The Festival of the Communist Youth of Greece and Odigitis (Φεστιβάλ της Κομμουνιστικής Νεολαίας Ελλάδας και του Οδηγητή), known simply as KNE-Odigitis Festival (Φεστιβάλ ΚΝΕ-Οδηγητή), are a series of annual festivals organized in most of the major towns and cities of Greece by the Communist Youth of Greece (KNE), with the biggest festival occurring in Athens.

The KNE-Odigitis Festival is a historic institution for the youth in Greece, as it began in 1975 and has been carried out every year since then. The first festival was announced on 14 August 1975 and the date when the festival happens is traditionally every September. Nowadays, it is usually organized in the Antonis Tritsis Metropolitan Park.

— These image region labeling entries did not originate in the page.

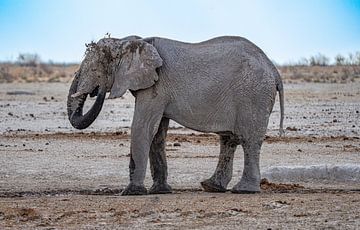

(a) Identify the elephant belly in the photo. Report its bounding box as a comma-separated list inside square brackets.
[164, 102, 236, 133]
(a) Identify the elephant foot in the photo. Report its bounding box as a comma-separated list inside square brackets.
[121, 183, 147, 196]
[201, 179, 226, 192]
[149, 182, 172, 194]
[231, 181, 261, 194]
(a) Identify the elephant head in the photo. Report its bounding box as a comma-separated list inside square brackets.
[67, 36, 162, 129]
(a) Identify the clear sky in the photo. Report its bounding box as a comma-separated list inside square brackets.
[0, 0, 360, 64]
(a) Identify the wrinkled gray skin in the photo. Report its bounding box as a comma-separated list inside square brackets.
[68, 36, 284, 195]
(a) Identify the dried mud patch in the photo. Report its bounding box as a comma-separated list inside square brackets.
[260, 178, 305, 192]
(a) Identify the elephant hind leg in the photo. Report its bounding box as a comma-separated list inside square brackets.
[149, 118, 172, 194]
[231, 140, 262, 193]
[201, 134, 239, 192]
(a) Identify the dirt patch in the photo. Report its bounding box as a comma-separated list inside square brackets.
[260, 178, 304, 192]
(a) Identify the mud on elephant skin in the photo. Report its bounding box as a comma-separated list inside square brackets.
[67, 36, 284, 195]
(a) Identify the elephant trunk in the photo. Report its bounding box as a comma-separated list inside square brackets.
[67, 74, 106, 129]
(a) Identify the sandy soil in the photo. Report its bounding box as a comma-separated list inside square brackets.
[0, 81, 360, 229]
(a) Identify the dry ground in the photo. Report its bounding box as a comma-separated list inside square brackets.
[0, 71, 360, 229]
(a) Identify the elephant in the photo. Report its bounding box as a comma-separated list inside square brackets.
[67, 36, 284, 195]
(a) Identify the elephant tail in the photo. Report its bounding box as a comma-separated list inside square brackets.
[276, 75, 285, 137]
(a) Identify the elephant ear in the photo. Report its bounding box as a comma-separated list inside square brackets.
[109, 39, 162, 98]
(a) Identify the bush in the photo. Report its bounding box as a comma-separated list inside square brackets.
[309, 53, 329, 66]
[17, 53, 41, 67]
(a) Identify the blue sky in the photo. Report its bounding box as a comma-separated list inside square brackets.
[0, 0, 360, 64]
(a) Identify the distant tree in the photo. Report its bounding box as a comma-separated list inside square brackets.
[355, 51, 360, 65]
[309, 53, 329, 66]
[17, 53, 41, 66]
[335, 54, 345, 65]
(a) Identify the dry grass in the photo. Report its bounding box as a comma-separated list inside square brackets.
[0, 63, 78, 83]
[278, 65, 360, 83]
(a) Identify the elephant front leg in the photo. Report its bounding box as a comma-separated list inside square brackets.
[201, 135, 237, 192]
[149, 118, 172, 194]
[121, 109, 162, 195]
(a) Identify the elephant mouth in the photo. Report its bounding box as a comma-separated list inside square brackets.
[67, 75, 106, 129]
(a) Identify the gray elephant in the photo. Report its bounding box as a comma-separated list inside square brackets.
[67, 36, 284, 195]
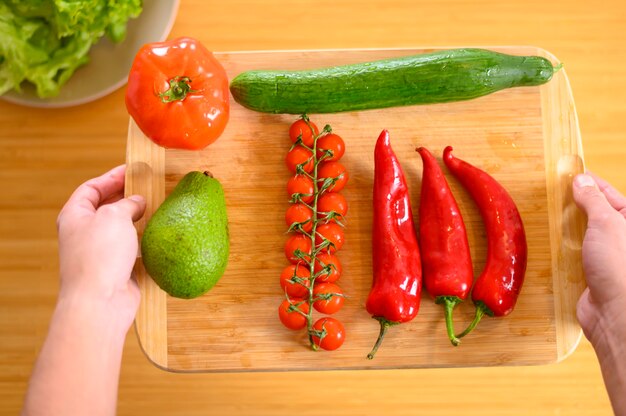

The festival is characterized by the different musicians that attend it, turning the festival into one that "boosts progressive artists". There are also history exhibitions, book exhibitions, and booths with representatives from other communist youths. Generally, KNE festival has a high attendance rate every year, being the biggest youth festival in Greece. Also, a lot of famous musicians, like Natasa Bofiliou and Vasilis Papakonstantinou host concerts every year at the festival.

The festival has a lot of importance for the history of the organization, as is proven by the fact that despite the internal party crisis of 1989-1991 happened because of what the general secretary of KNE, Giorgos Grapsas, said at the festival, in the following years the festival played an important role in the long-term final successful reorganization of the organization. Also, the organizations of KNE in different regions have differing pre-festival demonstrations, where artists and high-ranking party members participate and are called to speak, among others.